Hay ilusión en esas palabras y, Aileen las sella conscientemente.

—Si no vienen, pensaré en otra forma. Después de todo, mi estatus como noble depende de esto. Estoy desesperada.

— ¿Su estatus…? Claro, entiendo por qué actuaria precipitadamente, señorita Aileen. El primer ministro D’Autriche le pidió la luna. Quiero decir, ya que es usted, probablemente lo logrará, pero aun así.

—No podré. Después de todo, soy del tipo de jovencita ingenua que apostaría por tu información.

Aileen se ríe y Jasper chasquea la lengua con exasperación.

—En ese caso, dado que soy el sujeto que le envió esa información, tengo que decirle que seguramente vendrán.

—Je, je, sí, ¿ves? Puede que no lo parezca, pero confío en ti.

—El príncipe Cedric es un verdadero idiota. Dejar escapar a una excelente mujer como usted.

— Oh, ¿es eso que escucho un halago? Eso no es propio de ti.

—Si la degradan a plebeya, hágamelo saber de inmediato. Buscaré un trabajo y un lugar para que viva.

Aileen se sorprende. Evitando su mirada, Jasper ajusta su boina, bajándola. Un viento sopla entre ellos. Es un viento fuerte que no se adapta al cielo despejado.

—Bueno, probablemente sería demasiada mujer para alguien como yo.

— ¡Hey, humana! ¡Dame un informe de la situación!

Beelzebuth aparece desde lo alto en el aire, con las alas extendidas. Asustado, Jasper retrocede.

— ¡Un-Un demonio…!

—No hay necesidad de preocuparse; es fácil de manejar… Joven Beelzebuth, todavía no es hora de que todos se reúnan.

—Entonces, ¿cuál crees que es una entrada más apropiada para la mano derecha del rey: volar desde lo alto con un séquito de demonios o incinerar toda el área en una demostración de poder y luego aparecer yo solo?

—Volar desde lo alto sería preferible, quiero decir, más impresionante. Después de todo, los humanos no pueden volar.

—Ya veo. Se lo propondré al rey. También tú. Humano.

— ¡¿Sí señor?! ¡¿Se refiere a mí, señor?!

La voz de Jasper se quiebra. Beelzebuth asiente magnánimamente.

—Sí. ¿Eres nuestro enemigo?

— ¡Di-Dios me libre, señor! Solo soy un humilde periodista, el recadero de la señorita Aileen.

—Entonces abstente de disgustar más al rey. Él sabe todo lo que sucede dentro de la barrera y, el rey puede enviar fácilmente a un humano insignificante a volar con una simple ráfaga de viento.

Dejando a Jasper con una mirada de confusión, Beelzebuth vuela hacia el otro lado del castillo.
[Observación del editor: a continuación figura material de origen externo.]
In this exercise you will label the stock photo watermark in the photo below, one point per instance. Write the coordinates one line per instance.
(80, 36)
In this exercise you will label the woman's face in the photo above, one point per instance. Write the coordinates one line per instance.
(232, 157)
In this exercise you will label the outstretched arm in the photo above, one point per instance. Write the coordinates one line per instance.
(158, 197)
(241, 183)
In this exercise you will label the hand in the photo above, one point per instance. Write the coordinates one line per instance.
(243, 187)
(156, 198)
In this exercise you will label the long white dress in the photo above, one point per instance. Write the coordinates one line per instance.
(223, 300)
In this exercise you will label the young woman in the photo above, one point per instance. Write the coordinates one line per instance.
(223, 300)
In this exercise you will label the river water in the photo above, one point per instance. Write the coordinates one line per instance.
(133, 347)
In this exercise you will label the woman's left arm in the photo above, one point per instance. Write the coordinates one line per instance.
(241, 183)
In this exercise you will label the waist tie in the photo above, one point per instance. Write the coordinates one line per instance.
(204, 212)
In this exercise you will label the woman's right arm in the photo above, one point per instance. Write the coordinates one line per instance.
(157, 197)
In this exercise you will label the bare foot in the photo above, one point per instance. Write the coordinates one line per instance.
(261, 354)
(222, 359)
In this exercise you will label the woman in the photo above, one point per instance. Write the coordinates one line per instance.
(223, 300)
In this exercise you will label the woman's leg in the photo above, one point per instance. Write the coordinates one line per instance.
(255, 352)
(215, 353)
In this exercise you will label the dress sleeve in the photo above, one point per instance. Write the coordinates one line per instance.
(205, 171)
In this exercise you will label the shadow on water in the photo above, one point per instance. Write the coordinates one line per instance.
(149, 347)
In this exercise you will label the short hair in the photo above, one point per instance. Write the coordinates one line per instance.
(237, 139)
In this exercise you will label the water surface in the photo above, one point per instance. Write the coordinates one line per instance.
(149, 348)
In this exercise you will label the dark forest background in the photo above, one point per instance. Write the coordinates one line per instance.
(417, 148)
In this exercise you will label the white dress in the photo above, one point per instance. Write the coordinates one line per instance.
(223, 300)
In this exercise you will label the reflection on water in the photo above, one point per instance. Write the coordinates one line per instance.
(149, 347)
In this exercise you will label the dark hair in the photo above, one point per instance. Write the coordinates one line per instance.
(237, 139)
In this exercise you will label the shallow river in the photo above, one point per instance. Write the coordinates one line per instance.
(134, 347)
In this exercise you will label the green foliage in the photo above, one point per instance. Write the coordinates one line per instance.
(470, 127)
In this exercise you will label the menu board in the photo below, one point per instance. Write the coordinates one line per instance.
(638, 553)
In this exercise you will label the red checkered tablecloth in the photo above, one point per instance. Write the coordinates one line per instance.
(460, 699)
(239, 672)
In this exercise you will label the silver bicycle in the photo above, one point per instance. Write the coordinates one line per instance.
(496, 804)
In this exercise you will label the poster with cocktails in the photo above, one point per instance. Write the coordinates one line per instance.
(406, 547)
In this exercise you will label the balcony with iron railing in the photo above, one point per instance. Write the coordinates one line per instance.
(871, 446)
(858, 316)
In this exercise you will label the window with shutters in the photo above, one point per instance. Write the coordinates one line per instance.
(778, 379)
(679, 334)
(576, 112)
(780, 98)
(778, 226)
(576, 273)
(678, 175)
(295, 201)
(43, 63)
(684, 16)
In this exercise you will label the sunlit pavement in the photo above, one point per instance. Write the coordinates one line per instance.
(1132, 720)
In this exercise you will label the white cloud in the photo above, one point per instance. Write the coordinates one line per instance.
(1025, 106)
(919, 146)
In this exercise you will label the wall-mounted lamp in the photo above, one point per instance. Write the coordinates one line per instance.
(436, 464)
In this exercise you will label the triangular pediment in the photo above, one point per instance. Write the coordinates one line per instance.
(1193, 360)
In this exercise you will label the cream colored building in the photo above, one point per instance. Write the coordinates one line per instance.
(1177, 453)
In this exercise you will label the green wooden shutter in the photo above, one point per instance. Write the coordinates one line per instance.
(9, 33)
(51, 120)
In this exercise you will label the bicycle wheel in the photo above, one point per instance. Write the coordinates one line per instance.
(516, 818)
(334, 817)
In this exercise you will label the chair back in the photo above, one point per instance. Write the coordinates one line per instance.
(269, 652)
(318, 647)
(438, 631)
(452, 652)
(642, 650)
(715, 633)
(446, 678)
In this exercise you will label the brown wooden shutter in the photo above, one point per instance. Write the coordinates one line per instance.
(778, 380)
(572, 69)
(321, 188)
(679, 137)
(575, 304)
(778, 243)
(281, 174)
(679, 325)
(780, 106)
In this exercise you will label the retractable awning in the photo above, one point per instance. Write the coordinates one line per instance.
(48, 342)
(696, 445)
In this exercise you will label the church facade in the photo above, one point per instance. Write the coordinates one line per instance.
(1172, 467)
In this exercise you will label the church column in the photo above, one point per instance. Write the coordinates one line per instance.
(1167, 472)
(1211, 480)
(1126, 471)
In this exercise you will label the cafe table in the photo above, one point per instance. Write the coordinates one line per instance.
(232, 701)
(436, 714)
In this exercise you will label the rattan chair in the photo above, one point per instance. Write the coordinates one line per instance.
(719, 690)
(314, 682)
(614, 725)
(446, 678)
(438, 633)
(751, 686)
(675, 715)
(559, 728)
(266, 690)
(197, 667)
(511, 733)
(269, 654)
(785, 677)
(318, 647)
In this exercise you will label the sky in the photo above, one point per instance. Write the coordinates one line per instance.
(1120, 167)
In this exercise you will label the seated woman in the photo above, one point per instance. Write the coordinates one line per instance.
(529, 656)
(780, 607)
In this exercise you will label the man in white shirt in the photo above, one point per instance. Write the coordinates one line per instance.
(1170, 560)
¿Viento? ¿Disgustado… con Jasper?

¿Se refería al viento que había soplado repentinamente hace un momento? No puede pensar en una razón obvia por la que…

—Jasper, ¿le hiciste algo al príncipe Claude?

— ¡De ninguna manera! ¡Ni siquiera conozco al rey demonio!

—Eso es cierto… entonces me pregunto de qué se trata. No podemos permitir que el clima empeore…

—Oh, ¿es esto lo que dicen que pasa cuando el rey demonio se enoja, que crea viento, lluvia o relámpagos…? Oh.

Jasper también ha estado pensando, pero de repente, mira a Aileen directamente a la cara.

— ¿Y usted, señorita Aileen? Ya conoce al rey demonio, ¿verdad?

—Claro que sí.

—Eh… Entonces espere, ¿podría ser que…? ¿Eso es lo que pasa? Oh…

Incluso mientras Jasper se devana el cerebro, da un paso deliberado lejos de Aileen por alguna razón.

— ¿Qué? Si has descubierto algo, dímelo.

—No, va en contra de mis principios como aliado de la justicia liberar corazonadas no confirmadas. Todavía sopla un poco de brisa… ¡¿Es esta una táctica de intimidación del rey demonio?!

—El príncipe Claude no haría algo así.

En el momento en que dice esas palabras, el viento se detiene. Sin embargo, Aileen no se da cuenta; ha visto a las personas que estaba esperando.

Aparecen cada vez más personas, caminando por el sendero luminoso a través del bosque. Jasper silba.

—Vinieron, ¿eh? Así es usted, señorita: con un montón de enemigos, pero también con unos cuantos aliados de élite.

—Denis, Luc, Quartz… ¡e incluso Isaac! Nunca soñé que vendrías. Técnicamente eres un aristócrata, ¿sabes?

—Oye, no quería.

Aunque la mayoría del grupo lleva ropa bastante sucia, el joven de rasgos uniformes que da un paso al frente está claramente vestido como un noble. Se rasca la cabeza de una manera irritada.

—Pero estamos hablando del rey demonio, ¿verdad? Y eso me hace preguntarme qué diablos estás haciendo. Todos estamos aquí porque estábamos preocupados.

—Gracias. Sin embargo, no hay necesidad de preocuparse por mí.

—Supuse que dirías eso, pero… Hombre, tus ideas son tan locas como siempre. Escucha: en este momento, todo lo que necesitas hacer es comportarte, retroceder y pasar el tiempo llorando. Las apariencias importan, ¿entendido? Luego, mientras atraes la simpatía, elaboras un plan entre bastidores para darles el golpe final a esos dos.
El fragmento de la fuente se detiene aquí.